Given $\displaystyle \lim_{n \to \infty} \left\{ {{1} \over {k}} : k \ge n \right\} = \emptyset$ , therefore, not having $\displaystyle \sup \lim_{n \to \infty} \left\{ x_{n} \right\}$ might make one appreciate why it’s sometimes necessary to introduce expressions like $\displaystyle \limsup_{n \to \infty} = \lim_{n \to \infty} \sup_{k \ge n}$ . While limits are considered, it’s sufficient to have $n$ , hence it’s reasonable to think in terms of the limit of another sequence $s_{n}$ .

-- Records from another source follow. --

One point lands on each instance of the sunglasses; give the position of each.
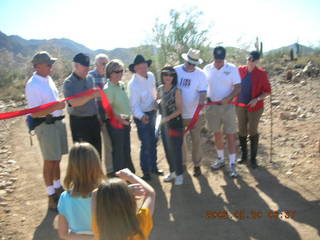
(168, 74)
(191, 64)
(250, 59)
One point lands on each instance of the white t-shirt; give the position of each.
(221, 82)
(142, 94)
(191, 85)
(42, 90)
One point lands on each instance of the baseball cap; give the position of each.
(82, 58)
(219, 53)
(255, 55)
(43, 57)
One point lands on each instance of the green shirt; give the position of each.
(118, 97)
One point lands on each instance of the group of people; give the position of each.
(96, 202)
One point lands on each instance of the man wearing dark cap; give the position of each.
(49, 126)
(255, 87)
(83, 112)
(142, 95)
(223, 86)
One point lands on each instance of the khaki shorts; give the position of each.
(52, 140)
(218, 116)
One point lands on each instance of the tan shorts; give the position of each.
(218, 116)
(52, 140)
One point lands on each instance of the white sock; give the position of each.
(232, 158)
(220, 153)
(51, 190)
(56, 184)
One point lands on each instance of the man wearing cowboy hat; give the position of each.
(223, 85)
(50, 130)
(84, 123)
(142, 94)
(193, 84)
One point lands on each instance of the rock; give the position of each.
(288, 116)
(289, 172)
(11, 161)
(275, 103)
(3, 204)
(3, 193)
(302, 116)
(303, 83)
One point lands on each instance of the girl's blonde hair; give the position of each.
(84, 171)
(116, 211)
(114, 65)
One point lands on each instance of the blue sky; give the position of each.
(109, 24)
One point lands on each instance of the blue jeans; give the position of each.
(173, 149)
(148, 150)
(121, 150)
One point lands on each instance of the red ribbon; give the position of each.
(104, 99)
(196, 116)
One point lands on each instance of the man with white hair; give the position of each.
(98, 76)
(193, 84)
(83, 112)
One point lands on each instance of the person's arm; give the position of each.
(232, 95)
(135, 104)
(33, 100)
(266, 90)
(76, 102)
(203, 87)
(63, 231)
(178, 100)
(150, 194)
(236, 80)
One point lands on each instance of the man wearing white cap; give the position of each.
(223, 85)
(48, 124)
(193, 84)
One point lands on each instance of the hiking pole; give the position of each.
(271, 129)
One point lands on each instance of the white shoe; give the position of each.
(169, 177)
(179, 180)
(218, 164)
(233, 171)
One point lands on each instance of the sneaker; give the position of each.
(59, 191)
(157, 171)
(169, 177)
(179, 180)
(233, 171)
(217, 164)
(146, 177)
(52, 202)
(196, 171)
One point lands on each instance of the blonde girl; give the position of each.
(116, 216)
(84, 174)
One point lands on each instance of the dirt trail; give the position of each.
(180, 211)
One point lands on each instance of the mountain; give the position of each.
(62, 48)
(303, 50)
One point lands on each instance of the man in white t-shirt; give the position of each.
(193, 84)
(142, 95)
(223, 85)
(49, 126)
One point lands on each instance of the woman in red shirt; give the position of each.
(255, 87)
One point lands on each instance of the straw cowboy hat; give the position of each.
(193, 56)
(139, 59)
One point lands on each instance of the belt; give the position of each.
(83, 117)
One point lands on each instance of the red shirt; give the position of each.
(260, 84)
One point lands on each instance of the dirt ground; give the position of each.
(181, 212)
(213, 206)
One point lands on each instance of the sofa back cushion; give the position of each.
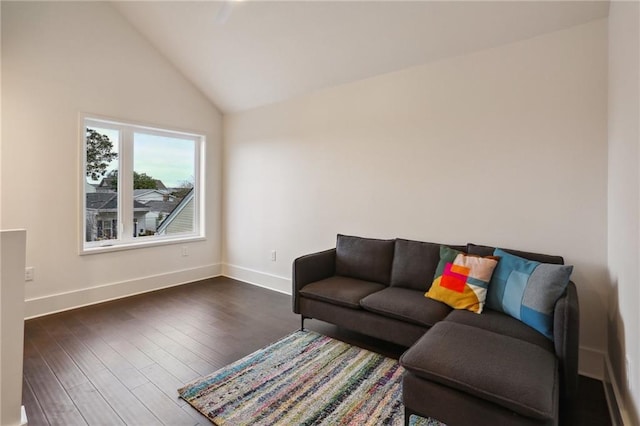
(415, 263)
(367, 259)
(538, 257)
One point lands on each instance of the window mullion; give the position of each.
(125, 190)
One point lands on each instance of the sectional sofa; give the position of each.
(462, 367)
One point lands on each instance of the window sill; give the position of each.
(134, 245)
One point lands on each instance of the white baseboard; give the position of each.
(591, 362)
(612, 392)
(257, 278)
(46, 305)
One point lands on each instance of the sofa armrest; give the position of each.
(310, 268)
(566, 335)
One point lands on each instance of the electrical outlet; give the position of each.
(29, 273)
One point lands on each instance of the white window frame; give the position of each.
(125, 216)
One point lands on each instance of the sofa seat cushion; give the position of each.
(343, 291)
(406, 305)
(501, 323)
(512, 373)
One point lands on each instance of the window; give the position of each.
(141, 185)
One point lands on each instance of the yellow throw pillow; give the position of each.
(463, 283)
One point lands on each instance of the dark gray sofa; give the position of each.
(462, 368)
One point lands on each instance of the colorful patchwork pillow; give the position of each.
(461, 280)
(527, 290)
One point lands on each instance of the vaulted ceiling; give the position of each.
(246, 54)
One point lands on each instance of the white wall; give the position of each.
(60, 59)
(506, 147)
(624, 205)
(12, 253)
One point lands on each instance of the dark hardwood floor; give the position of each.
(122, 362)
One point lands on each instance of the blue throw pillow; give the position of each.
(527, 290)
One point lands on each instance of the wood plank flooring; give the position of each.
(122, 362)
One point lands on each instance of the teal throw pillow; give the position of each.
(527, 290)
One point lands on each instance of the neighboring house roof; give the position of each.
(89, 188)
(162, 206)
(140, 193)
(108, 182)
(175, 215)
(108, 201)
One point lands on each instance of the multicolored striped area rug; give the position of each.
(304, 379)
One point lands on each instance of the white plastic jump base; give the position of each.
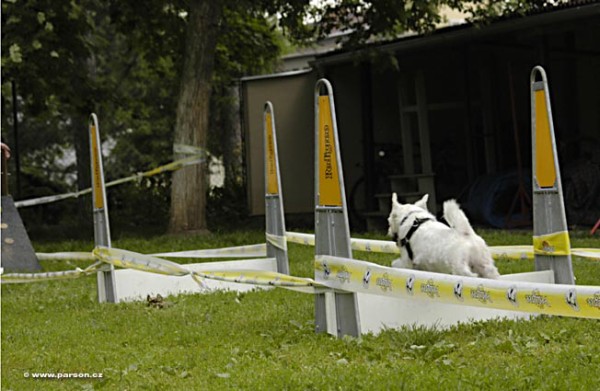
(378, 313)
(132, 285)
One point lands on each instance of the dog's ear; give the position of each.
(422, 203)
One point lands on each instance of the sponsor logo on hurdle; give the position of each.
(343, 275)
(326, 270)
(430, 289)
(511, 295)
(458, 288)
(384, 282)
(594, 301)
(537, 299)
(410, 284)
(481, 294)
(367, 278)
(327, 153)
(547, 247)
(571, 299)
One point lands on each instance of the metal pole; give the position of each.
(106, 278)
(552, 248)
(275, 221)
(15, 149)
(335, 313)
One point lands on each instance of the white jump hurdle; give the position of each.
(116, 285)
(376, 312)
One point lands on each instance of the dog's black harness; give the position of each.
(405, 241)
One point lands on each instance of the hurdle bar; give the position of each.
(551, 243)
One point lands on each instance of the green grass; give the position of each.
(265, 339)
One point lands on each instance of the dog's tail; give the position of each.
(456, 218)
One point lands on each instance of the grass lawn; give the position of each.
(265, 339)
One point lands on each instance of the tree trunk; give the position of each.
(188, 190)
(232, 136)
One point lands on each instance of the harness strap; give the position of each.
(405, 241)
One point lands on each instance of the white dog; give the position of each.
(427, 244)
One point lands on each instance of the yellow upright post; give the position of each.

On the other hand, considering $\displaystyle y_{n} = {{1} \over {(-2)^{n-1}}}$ gives us $\sup \left\{ y_{n} \right\} = 1$ and $\displaystyle \inf \left\{ y_{n} \right\} = - {{1} \over {2}}$ but

$\limsup_{n \to \infty} y_{n} = \liminf_{n \to \infty} y_{n} = 0$

This serves as an example for property (b).